1) AWS Elastic BeanstalkでEnvironmentを作成 2) リポジトリの作成 3) リポジトリセットアップ 4) Gitでデプロイ

1) AWS Elastic BeanstalkでEnvironmentを作成

AWS Management Console > AWS Elastic Beanstalk > Create New Application で新しいアプリケーションを作成します。

Environmentを作成します。
今回作成したサンプル

  • Application:sample
  • Environment:samplephp

ここで作成したsamplephpがデプロイ環境になります。

以上、数分でセットアップが完了します。
http://***Environment名***.elasticbeanstalk.com/ にアクセスすると デフォルトのアプリケーショントップページが表示されます。
URLはEnvironment Details > URLでも確認できます。
ちなみにEC2のインスタンス一覧を確認すると、インスタンスが起動していることがわかります。

2) リポジトリの作成

ローカル環境にて、事前準備でインストールしたGit BashアイコンからShellを起動し作業用のディレクトリを作成します。

3) リポジトリセットアップ

解凍したAWS Elastic Beanstalk Command Line Toolのelasticbeanstalk-cli¥AWSDevTools¥Windows¥AWSDevTools-RepositorySetup.bat をtestディレクトリ以下にコピーし、ダブルクリックして実行します。

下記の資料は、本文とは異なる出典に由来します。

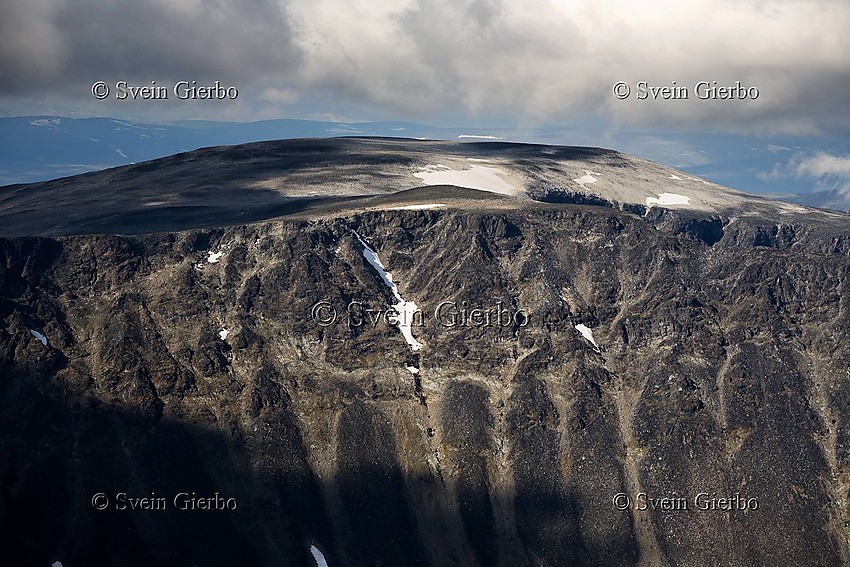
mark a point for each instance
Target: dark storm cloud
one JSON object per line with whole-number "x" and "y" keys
{"x": 60, "y": 44}
{"x": 527, "y": 62}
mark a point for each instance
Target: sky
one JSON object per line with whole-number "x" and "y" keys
{"x": 444, "y": 62}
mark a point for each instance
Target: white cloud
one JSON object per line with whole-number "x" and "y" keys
{"x": 823, "y": 164}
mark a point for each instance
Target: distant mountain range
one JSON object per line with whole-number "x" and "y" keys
{"x": 38, "y": 148}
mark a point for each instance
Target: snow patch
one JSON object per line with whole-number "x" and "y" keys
{"x": 39, "y": 336}
{"x": 703, "y": 181}
{"x": 424, "y": 207}
{"x": 665, "y": 199}
{"x": 587, "y": 333}
{"x": 318, "y": 556}
{"x": 406, "y": 309}
{"x": 478, "y": 177}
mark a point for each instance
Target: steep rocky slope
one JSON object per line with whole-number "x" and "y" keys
{"x": 718, "y": 368}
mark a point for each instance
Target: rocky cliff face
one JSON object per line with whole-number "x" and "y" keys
{"x": 706, "y": 423}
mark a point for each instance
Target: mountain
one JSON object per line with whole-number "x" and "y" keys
{"x": 40, "y": 148}
{"x": 400, "y": 352}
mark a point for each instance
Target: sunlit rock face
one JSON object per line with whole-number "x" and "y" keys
{"x": 596, "y": 383}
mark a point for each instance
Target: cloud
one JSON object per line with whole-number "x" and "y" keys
{"x": 823, "y": 164}
{"x": 525, "y": 63}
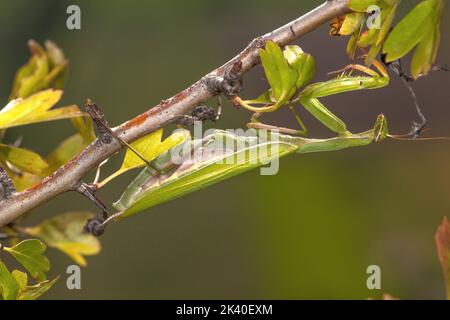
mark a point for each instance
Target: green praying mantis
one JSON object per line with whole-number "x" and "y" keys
{"x": 287, "y": 72}
{"x": 221, "y": 160}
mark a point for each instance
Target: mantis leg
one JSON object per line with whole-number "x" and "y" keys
{"x": 345, "y": 83}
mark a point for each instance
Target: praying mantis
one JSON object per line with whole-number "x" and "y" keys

※この作業は作成したリポジトリ毎に実行が必要です
バッチファイルの実行後、デプロイ用の設定をおこないます。

4) Gitでデプロイ

コミット用のファイルを作成し、Gitでデプロイをおこないます。

http://***Environment名***.elasticbeanstalk.com/ にアクセスします。
無事反映されました!

まとめ

環境設定まわりは最初手間取りましたが、セットアップが完了すれば数分で最適な環境が構築できました。
試しにBeanstalkで起動したインスタンスを停止してみたところ、数分で復旧しヘルスチェックもグリーンに戻りました。 今後も対応環境は増えるようなので、更に使い勝手が良くなりそうですね。